Bagman in popular culture
James Caan's character was referred to as "a bagman" in Christopher McQuarrie's film The Way of the Gun. George Clooney's character was referred to as "a bagman" in Tony Gilroy's film Michael Clayton. The first season episode 6 of Law & Order was called "Everyone's Favorite Bagman." In Oliver Stone's film JFK, the character of David Ferrie (Joe Pesci) alleges that Jack Ruby "was a bagman for the Dallas mob." In John Luessenhop's film Takers, Paul Walker's character, John Rahway, is considered the "bagman" of the group of bank robbers. A song on the album Picaresque by indie rock band The Decemberists' is titled "The Bagman's Gambit," and describes romance and espionage during the Cold War.

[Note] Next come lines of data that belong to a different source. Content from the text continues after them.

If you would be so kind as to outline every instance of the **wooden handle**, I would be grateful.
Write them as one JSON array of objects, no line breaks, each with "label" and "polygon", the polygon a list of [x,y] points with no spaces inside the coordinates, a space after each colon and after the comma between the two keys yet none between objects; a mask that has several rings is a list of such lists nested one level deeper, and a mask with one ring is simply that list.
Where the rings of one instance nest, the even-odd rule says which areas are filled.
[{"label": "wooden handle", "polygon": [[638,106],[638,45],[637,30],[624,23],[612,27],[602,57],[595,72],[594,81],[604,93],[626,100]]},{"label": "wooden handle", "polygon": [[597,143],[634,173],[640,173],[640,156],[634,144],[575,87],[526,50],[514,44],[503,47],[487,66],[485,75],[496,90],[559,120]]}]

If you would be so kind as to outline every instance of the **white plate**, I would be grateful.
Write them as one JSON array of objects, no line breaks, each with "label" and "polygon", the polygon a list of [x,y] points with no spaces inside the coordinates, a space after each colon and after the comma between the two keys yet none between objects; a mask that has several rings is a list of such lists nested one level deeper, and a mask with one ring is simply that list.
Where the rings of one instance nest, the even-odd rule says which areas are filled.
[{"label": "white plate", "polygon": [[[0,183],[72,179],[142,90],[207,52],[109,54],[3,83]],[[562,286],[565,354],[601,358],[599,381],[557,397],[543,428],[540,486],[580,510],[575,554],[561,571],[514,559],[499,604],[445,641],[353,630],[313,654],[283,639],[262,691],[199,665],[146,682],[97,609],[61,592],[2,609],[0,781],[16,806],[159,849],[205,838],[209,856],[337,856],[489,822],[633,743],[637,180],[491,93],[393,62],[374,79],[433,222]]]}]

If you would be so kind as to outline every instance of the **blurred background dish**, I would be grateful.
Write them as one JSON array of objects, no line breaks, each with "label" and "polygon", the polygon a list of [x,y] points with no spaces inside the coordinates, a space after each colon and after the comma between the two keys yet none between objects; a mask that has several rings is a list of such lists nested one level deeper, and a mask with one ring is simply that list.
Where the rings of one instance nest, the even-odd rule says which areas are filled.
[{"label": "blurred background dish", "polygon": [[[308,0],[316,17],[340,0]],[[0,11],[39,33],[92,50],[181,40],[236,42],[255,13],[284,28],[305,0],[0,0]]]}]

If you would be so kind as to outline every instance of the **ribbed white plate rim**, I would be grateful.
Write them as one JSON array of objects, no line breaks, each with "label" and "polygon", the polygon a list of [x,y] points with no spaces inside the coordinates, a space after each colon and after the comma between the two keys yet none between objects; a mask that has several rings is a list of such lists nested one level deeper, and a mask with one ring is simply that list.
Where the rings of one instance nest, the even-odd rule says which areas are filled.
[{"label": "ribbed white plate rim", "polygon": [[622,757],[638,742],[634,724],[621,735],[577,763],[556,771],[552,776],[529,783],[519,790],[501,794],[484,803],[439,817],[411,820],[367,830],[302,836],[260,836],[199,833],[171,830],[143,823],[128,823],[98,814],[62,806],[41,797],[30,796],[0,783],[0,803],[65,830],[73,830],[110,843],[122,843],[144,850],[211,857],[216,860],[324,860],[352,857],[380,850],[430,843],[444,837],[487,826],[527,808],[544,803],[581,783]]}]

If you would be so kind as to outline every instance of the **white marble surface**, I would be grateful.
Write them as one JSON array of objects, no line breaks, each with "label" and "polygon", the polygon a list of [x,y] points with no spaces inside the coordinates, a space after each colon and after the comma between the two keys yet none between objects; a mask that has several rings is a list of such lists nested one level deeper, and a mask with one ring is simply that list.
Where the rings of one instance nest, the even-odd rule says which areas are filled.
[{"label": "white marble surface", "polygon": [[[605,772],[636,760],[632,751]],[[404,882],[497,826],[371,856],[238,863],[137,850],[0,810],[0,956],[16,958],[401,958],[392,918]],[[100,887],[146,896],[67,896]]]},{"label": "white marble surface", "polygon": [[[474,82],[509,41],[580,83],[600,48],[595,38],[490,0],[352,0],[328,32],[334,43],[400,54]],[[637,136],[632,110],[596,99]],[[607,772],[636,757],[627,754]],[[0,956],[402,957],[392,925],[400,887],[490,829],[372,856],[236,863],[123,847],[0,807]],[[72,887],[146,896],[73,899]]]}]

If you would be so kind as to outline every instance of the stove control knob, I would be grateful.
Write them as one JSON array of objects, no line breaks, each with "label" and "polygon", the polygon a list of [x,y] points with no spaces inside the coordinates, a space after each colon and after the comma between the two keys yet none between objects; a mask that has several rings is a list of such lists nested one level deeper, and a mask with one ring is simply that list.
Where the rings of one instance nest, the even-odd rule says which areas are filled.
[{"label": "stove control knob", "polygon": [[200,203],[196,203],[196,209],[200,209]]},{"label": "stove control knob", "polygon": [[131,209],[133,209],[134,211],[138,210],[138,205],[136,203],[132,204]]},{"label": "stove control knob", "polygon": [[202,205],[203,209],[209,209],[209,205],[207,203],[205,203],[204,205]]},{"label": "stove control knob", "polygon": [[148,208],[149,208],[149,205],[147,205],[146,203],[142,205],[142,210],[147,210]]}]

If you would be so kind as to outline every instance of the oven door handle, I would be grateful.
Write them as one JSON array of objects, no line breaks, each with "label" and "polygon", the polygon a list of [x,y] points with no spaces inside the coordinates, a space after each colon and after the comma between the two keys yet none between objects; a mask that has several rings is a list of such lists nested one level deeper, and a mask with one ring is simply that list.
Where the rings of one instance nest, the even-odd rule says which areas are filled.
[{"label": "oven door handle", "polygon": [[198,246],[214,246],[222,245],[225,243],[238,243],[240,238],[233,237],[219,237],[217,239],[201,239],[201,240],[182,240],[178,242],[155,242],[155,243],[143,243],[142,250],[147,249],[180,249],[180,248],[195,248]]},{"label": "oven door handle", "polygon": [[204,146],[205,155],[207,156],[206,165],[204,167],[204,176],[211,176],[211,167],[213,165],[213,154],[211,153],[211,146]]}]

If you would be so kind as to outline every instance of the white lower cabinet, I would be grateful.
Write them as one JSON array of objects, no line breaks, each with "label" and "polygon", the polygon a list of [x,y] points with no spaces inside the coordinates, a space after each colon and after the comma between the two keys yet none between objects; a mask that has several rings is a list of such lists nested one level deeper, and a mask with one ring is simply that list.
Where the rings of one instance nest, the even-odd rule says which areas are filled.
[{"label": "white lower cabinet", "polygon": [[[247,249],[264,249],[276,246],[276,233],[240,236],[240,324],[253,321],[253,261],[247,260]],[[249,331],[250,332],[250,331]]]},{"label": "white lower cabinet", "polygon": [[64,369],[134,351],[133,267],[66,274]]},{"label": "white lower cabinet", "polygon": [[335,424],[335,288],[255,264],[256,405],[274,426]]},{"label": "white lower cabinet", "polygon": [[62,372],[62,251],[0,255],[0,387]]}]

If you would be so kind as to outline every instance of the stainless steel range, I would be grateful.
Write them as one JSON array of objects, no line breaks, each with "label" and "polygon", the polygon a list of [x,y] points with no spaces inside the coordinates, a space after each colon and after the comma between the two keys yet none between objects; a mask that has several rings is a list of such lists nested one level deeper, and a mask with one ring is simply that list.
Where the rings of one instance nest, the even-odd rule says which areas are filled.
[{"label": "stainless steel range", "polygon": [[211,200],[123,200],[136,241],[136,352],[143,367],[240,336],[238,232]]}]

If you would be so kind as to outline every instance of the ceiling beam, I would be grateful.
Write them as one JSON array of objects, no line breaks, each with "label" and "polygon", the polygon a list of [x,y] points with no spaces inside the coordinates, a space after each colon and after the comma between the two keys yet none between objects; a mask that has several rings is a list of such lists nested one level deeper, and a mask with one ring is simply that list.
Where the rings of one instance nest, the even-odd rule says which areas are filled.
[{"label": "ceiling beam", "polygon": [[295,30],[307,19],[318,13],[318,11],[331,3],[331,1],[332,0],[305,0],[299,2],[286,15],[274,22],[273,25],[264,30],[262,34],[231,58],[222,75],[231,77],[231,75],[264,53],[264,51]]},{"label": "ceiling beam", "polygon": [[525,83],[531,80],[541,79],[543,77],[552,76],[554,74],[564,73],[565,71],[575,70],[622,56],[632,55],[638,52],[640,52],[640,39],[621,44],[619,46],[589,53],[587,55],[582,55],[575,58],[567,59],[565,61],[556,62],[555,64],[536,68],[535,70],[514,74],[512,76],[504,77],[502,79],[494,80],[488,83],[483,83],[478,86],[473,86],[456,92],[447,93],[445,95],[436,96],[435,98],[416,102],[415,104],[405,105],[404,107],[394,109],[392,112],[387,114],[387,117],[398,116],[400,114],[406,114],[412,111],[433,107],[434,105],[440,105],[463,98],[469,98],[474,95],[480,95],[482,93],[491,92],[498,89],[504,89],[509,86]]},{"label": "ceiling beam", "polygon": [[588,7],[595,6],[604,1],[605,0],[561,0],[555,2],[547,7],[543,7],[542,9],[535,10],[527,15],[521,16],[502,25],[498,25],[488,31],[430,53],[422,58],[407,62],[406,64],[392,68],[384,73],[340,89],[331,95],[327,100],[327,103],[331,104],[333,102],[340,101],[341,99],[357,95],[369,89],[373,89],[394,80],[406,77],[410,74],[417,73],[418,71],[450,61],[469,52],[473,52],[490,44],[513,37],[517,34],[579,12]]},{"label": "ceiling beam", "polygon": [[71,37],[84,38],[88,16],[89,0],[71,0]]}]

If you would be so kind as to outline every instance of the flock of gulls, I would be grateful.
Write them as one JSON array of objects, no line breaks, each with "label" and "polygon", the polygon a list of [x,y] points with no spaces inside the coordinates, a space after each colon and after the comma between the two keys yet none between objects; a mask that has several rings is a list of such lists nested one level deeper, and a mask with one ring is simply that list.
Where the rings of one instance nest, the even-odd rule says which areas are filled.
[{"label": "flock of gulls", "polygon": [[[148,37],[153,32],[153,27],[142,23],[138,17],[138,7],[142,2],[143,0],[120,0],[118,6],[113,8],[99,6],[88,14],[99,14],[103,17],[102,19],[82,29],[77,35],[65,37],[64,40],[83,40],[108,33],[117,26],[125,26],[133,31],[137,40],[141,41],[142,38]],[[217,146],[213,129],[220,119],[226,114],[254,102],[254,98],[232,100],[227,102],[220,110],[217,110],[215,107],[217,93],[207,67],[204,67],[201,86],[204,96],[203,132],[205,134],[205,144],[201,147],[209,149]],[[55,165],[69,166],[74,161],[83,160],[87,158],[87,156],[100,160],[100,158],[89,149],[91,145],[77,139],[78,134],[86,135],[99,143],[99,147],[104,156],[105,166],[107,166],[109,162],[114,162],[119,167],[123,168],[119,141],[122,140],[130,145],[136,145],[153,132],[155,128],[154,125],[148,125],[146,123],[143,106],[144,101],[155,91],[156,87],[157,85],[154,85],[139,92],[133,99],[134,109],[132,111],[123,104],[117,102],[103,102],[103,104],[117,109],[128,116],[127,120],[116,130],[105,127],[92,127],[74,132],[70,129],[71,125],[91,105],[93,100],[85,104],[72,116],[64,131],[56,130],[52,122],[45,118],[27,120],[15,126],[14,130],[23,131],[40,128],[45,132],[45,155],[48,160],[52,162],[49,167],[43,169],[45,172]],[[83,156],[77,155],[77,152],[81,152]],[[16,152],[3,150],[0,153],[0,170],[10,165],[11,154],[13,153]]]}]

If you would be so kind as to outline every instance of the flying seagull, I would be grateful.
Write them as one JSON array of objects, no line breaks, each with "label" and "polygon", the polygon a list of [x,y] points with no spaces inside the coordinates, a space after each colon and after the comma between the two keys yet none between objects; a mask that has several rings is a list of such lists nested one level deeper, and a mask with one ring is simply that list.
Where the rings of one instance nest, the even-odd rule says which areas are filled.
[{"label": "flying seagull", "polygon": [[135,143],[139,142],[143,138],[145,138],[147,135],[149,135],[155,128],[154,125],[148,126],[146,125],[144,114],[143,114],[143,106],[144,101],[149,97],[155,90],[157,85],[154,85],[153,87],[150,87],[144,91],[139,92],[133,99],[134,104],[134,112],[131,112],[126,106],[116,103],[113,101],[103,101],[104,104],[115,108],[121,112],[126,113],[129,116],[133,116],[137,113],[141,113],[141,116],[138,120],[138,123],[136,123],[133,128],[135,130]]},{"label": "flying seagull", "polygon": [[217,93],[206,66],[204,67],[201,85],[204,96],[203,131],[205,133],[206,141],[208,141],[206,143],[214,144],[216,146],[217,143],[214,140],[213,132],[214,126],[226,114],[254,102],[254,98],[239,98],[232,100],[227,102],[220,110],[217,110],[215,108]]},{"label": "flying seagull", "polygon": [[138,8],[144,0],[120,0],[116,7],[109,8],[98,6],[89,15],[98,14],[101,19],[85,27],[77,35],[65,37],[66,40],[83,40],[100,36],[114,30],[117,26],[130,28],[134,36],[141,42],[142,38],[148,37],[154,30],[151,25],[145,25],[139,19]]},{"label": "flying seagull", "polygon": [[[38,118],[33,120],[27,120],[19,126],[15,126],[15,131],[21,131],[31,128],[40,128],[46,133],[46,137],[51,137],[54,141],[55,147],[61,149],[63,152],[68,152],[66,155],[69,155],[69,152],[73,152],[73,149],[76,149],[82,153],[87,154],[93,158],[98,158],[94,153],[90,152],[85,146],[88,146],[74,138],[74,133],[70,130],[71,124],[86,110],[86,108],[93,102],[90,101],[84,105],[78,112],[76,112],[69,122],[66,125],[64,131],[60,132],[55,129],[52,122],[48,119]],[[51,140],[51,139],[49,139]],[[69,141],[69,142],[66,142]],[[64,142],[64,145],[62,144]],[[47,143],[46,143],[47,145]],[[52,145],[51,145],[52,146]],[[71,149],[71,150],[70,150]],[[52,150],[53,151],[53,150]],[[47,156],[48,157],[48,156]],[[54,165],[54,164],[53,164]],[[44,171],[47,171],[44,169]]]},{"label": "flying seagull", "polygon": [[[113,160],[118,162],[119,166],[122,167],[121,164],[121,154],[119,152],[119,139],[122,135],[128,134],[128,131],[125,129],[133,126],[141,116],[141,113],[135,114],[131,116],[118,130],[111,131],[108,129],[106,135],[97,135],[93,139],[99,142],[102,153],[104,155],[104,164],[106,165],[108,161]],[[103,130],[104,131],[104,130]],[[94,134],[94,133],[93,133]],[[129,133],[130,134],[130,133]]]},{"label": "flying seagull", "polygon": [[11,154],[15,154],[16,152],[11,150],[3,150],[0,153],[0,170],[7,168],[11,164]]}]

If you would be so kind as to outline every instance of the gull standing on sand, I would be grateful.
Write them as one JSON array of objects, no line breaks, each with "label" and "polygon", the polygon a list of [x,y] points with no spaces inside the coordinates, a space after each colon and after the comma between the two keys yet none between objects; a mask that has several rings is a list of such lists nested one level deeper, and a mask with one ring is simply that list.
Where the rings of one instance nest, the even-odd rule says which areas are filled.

Perhaps the most famous Hollywood depiction of a police corruption and its "bagmen" is in the 1973 drama Serpico starring Al Pacino. In this film the lead character, based on the experiences of the real life Frank Serpico, is faced with exposing the corruption of his Police Department and is shown going along with corrupt partners collecting money for their precincts protection racket. Various partners during the film refer to themselves as "bagmen", and significant time is given over to why they collect and what the criminals paying receive in return, namely being allowed to continue in their criminal activity without fear of arrest.